Hi,
this posting is about the internal implementation of Pascal files in the Run Time Systems. Most Pascal programs are not affected by this, so many programmers can just ignore this.
In the C library, there are two kinds of file access routines. One kind of them is for integer file handles (which interface directly to the OS on most platforms), the others use `FILE *' pointers. They do internal buffering and some other things, and internally use integer file handles.
Pascal files in GPC are currently based on `FILE *' pointers. I want to change them to use integer file handles, because I've found that using `FILE *' causes some disadvantages:
- It's obviously less efficient to go through 2 extra layers (Pascal file -> FILE * and FILE * -> Integer) than only 1 layer. So this change should speed up file operations (though probably not by very much).

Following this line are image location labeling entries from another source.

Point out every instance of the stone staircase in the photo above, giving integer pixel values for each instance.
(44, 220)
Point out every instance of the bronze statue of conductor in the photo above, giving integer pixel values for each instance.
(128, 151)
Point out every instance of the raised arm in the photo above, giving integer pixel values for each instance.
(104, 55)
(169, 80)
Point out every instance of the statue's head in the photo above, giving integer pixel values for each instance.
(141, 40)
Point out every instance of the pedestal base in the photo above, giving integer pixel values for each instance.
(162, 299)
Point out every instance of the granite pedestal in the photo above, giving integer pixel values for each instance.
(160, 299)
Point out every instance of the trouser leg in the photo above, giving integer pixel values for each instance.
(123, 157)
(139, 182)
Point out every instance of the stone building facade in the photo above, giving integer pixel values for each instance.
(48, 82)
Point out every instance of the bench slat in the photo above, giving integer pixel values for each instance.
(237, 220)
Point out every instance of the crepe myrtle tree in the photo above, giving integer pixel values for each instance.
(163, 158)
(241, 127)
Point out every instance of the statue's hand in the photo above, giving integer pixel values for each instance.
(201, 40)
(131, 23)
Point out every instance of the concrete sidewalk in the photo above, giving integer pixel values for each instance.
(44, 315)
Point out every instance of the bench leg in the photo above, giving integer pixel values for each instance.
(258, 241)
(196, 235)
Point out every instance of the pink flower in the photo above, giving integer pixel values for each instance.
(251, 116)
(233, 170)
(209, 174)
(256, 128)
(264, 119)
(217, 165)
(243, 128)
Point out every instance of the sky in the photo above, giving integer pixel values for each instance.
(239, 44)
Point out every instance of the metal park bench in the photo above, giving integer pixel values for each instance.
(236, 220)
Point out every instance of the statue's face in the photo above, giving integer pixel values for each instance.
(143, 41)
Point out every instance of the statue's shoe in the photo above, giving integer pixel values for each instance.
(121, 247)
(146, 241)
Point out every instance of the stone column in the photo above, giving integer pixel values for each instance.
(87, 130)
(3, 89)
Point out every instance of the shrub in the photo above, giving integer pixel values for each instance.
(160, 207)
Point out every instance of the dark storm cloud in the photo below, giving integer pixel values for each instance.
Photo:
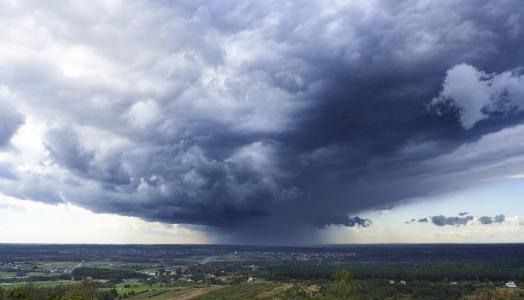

- Both FILE * and Pascal files do internal buffering which is not only inefficient, but makes it hard to control how much data is read ahead. This is important for terminals, pipes etc. and currently involves some kludges to get it approximately right.
- I've found that the semantics of FILE * and those of Pascal files don't really fit together well (e.g. the ways of representing run time errors or end-of-file), so currently a lot of RTS code deals with converting between those semantics.
- By using integer handles, we get less dependent on bugs in routines out of our control. E.g., I just came across a bug (I think) in fwrite() (a FILE * routine) in a special situation, while write() (the corresponding integer routine) works correctly in this situation.
Note, this does not mean that one should use integer file handles in Pascal programs, it's just about the way that `Text', `File' and `File of foo' are represented internally. The interface to Pascal programs would not change except for the 2 things that currently deal with FILE * (aka CFilePtr):
- AssignCFile and the CFile field of BindingType. I added them only recently, so most of you probably don't even know they exist. ;-) They are needed for some purposes in the RTS and the units, but I could do the same with integer handles.
- The GetFile function which currently returns the FILE * of a Pascal file. This function would vanish, and instead there would be GetFileHandle which does the same that currently `FileNo (GetFile (f))' does. Since most usages of GetFile that I'm aware of are in fact together with FileNo, this change would actually simplify those programs.
A problem would only be there if a program really uses the FILE * for anything directly. However, a solution using fdopen() seems possible.
So, if there are no protests, I'm going to do this change until the next release.
Frank